We need to prove that $$(a+b+c)^2\geq2\sum_{cyc}a^2b+abc(a+b+c)$$ and since $$\frac{3}{a^2+b^2+c^2}\geq1$$ and $$1\geq\frac{a^2+b^2+c^2}{3},$$ it's enough to prove that: $$(a+b+c)^2\sqrt{\frac{a^2+b^2+c^2}{3}}\geq2\sum_{cyc}a^2b+\sqrt{\frac{3}{a^2+b^2+c^2}}abc(a+b+c)$$ or $$(a+b+c)^2(a^2+b^2+c^2)\geq2\sum_{cyc}a^2b\sqrt{3(a^2+b^2+c^2)}+3abc(a+b+c).$$ Now, let $a+b+c=3u$, $ab+ac+bc=3v^2$, where $v>0$, $abc=w^3$ and $u=tv$.
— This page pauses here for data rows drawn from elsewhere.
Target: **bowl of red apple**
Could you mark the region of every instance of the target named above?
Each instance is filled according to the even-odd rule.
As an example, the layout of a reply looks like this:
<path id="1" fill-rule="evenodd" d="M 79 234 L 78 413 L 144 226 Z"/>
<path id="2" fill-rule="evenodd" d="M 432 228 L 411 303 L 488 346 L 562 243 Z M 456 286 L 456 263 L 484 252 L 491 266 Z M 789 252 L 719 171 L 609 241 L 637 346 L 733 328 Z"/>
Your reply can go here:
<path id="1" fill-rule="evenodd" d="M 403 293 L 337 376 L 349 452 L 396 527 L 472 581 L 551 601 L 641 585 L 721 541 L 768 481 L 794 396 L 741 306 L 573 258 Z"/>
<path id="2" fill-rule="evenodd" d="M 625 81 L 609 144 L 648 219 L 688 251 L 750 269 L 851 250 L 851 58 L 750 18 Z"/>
Thus, $t\geq1$ and since by Rearrangement $\sum_{cyc}a^2b\leq4u^3-w^3$, it's enough to prove that: $$9u^2(9u^2-6v^2)\geq2(4u^3-w^3)\sqrt{3(9u^2-6v^2)}+9uw^3$$ or $$9u^2(3u^2-2v^2)-8u^3\sqrt{3u^2-2v^2}\geq(3u-2\sqrt{3u^2-2v^2})w^3.$$ Now, if $$(3u-2\sqrt{2u^2-2v^2}<0$$ so our inequality is obviously true because $$9u^2(3u^2-2v^2)-8u^3\sqrt{3u^2-2v^2}=$$ $$=u^2\sqrt{3u^2-2v^2}(9\sqrt{3u^2-2v^2}-8u)\geq u^2\sqrt{3u^2-2v^2}(9\sqrt{u^2}-8u)>0.$$ But for $3u-2\sqrt{2u^2-2v^2}\geq0$ since $w^3\leq v^3,$ it's enough to prove that $$9t^2(3t^2-2)-8t^3\sqrt{3t^2-2}\geq3t-2\sqrt{3t^2-2}$$ or $$27t^4-18t^2-3t\geq(8t^3-2)\sqrt{3t^2-2}$$ or $$(t-1)(537t^7+537t^6-307t^5-373t^4-49t^3-5t^2-8t-8)\geq0,$$ which is obvious for $t\geq1$.